What is the best thing I ever did for my career? That’s an easy question. Early in my career, all I wanted to do was to know everything about Strength and Conditioning. I went to every clinic I could, read all the books, and tried to visit everyone I could. It was the great obsession in my life and was beginning to cost me too much. Part of the things that this obsession was costing me was buy-in from athletes. Sure, I could talk about all sorts of training theory and I wrote the most descriptive and in-depth macrocycles and mesocycles, but the athletes weren't impressed with what I knew.
Then things changed when my habits changed. It happened by accident, but instead of picking up a new book about periodization I bought a book on business by mistake. Since I had already bought it, I wasn’t going to waste money, so I began to read it. Then I re-read it while taking notes. Learning these ideas about business was like pouring jet fuel on a fire. I started thinking in new terms and I looked at all the programs through a different set of values. Instead of just looking at results from a training cycle, now I was running a statistical breakdown on how we did. I was looking at the time commitment for the workouts to find the greatest return on investment of that time. After viewing the workouts through a set of business standards, I wondered what other areas could I learn from?
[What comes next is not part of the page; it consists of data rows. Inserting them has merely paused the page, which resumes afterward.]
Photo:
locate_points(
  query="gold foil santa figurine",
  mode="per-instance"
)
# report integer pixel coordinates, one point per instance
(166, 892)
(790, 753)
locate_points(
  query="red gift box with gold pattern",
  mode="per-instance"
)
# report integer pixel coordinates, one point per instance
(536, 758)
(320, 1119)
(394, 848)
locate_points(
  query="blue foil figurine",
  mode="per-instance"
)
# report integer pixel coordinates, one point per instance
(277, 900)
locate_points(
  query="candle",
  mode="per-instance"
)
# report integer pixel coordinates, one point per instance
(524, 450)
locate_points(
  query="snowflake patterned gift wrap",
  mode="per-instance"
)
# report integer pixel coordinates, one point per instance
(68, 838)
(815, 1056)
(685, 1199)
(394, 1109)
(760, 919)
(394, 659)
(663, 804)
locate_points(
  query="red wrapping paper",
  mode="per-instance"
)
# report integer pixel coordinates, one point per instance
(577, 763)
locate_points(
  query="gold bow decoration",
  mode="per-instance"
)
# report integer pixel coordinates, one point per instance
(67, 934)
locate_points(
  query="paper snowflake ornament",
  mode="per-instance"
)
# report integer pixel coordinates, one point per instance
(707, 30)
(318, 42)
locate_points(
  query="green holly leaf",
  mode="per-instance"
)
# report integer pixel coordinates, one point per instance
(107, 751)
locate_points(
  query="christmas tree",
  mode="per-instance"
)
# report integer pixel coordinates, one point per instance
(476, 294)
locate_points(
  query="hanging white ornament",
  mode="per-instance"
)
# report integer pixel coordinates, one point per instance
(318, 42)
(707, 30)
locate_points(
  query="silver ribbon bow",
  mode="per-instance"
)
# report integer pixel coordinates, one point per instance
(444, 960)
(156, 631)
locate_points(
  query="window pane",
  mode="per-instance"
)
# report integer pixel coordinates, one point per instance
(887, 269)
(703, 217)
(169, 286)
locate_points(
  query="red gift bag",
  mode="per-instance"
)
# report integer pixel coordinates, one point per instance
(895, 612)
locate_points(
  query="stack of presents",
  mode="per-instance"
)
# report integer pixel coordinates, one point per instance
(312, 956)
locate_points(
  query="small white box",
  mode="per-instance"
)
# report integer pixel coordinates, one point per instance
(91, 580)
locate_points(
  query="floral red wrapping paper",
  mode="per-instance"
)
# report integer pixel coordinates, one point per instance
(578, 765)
Then I started buying books about motivation, self-help topics, psychology, sociology, and every but exercise physiology or training theory. Those books led to different ideas, different conversations, and seeing different results from workouts. We often talk about being a great coach is a mixture of being an artist and scientist. In order to do this, you must embrace the idea of becoming a renaissance man: someone who many talents or areas of knowledge.
So, what was the best thing I ever did for my career? It was deciding to read two books that are not related to strength and conditioning to every exercise science book.